Image data: we use the Kinect device. Kinect sensor is a horizontal bar connected to a small base with a motorized pivot. The major device features are RGB camera and depth sensor. The device has a USB2 interface and the resolution of the RGB camera is \(640 \times 480\) with 8 bit quantization. The depth camera instead has a resolution of \(640 \times 480\) with 11 bit quantization.

Pipeline: our detection pipeline analyzes the RGB (intensity) and depth video streams independently. This means that the RGB left object proposals are found without considering the depth data and the depth proposals are found without considering the RGB data. Both sets of proposal are combined later in a processing stage. The independent processing warranted because the RGB video stream is defined everywhere, i.e. for each pixel of a stream frame the intensity value is defined, but it is liable to photometric variations.
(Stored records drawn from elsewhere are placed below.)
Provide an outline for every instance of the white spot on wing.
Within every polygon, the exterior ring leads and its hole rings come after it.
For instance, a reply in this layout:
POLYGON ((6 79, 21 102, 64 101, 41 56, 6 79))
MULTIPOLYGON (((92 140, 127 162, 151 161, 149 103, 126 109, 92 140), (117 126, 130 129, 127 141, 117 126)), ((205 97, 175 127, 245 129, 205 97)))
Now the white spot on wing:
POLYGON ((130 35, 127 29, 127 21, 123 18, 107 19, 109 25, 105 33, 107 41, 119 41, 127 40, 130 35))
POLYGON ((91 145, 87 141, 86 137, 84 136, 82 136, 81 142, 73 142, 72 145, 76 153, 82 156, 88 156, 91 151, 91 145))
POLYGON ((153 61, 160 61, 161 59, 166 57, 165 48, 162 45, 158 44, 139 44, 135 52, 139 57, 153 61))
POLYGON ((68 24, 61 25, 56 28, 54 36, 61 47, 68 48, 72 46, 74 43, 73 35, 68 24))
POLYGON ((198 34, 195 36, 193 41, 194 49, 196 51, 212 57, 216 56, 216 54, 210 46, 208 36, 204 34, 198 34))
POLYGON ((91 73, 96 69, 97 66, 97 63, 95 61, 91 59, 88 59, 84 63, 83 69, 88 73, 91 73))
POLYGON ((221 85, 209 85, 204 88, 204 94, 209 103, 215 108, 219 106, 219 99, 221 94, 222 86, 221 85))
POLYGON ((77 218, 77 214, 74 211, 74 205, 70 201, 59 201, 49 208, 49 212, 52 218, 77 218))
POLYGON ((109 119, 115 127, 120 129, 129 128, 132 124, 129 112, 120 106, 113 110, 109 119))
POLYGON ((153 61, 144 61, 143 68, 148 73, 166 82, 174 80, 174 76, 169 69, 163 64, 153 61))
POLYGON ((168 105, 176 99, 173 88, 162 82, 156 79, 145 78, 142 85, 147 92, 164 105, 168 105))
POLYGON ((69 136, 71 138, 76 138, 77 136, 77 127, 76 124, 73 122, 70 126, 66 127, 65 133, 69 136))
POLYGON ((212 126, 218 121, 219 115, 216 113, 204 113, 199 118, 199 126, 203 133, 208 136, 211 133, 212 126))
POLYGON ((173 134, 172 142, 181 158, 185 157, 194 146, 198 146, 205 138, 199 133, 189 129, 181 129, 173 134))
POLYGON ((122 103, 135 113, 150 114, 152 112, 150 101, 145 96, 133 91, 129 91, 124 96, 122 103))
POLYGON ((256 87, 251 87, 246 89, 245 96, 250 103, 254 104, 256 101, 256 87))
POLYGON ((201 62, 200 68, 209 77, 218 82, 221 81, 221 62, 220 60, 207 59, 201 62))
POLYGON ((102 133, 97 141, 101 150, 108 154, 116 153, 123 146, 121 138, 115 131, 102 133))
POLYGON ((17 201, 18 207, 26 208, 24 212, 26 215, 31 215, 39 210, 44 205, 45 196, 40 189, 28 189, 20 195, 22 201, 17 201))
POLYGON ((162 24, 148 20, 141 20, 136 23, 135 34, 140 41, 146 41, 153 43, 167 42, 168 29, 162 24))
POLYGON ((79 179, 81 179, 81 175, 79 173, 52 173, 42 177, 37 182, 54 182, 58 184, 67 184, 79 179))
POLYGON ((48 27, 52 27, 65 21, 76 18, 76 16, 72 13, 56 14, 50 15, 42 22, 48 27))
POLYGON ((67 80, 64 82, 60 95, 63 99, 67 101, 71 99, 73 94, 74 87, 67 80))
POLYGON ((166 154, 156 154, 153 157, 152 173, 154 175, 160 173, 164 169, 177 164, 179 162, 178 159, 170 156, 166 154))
Instead the depth video stream is not defined everywhere. The depth value is only available for the image regions that are close enough to the device. Also for black objects the sensor can’t measure the depth value.

By using the two video streams a background models for depth and RGB are computed. To extract left luggage proposals the spatial changes over time are accumulated in an image aggregator. For the depth aggregator we provide more than one method to accumulate the depth changes. If the aggregator exceeds a threshold is segmented with a bounding box and we mark the spatial region as left item proposal. The depth and intensity proposal are compared using the PASCAL criterion. The bounding boxes that satisfy the criterion are considered left objects.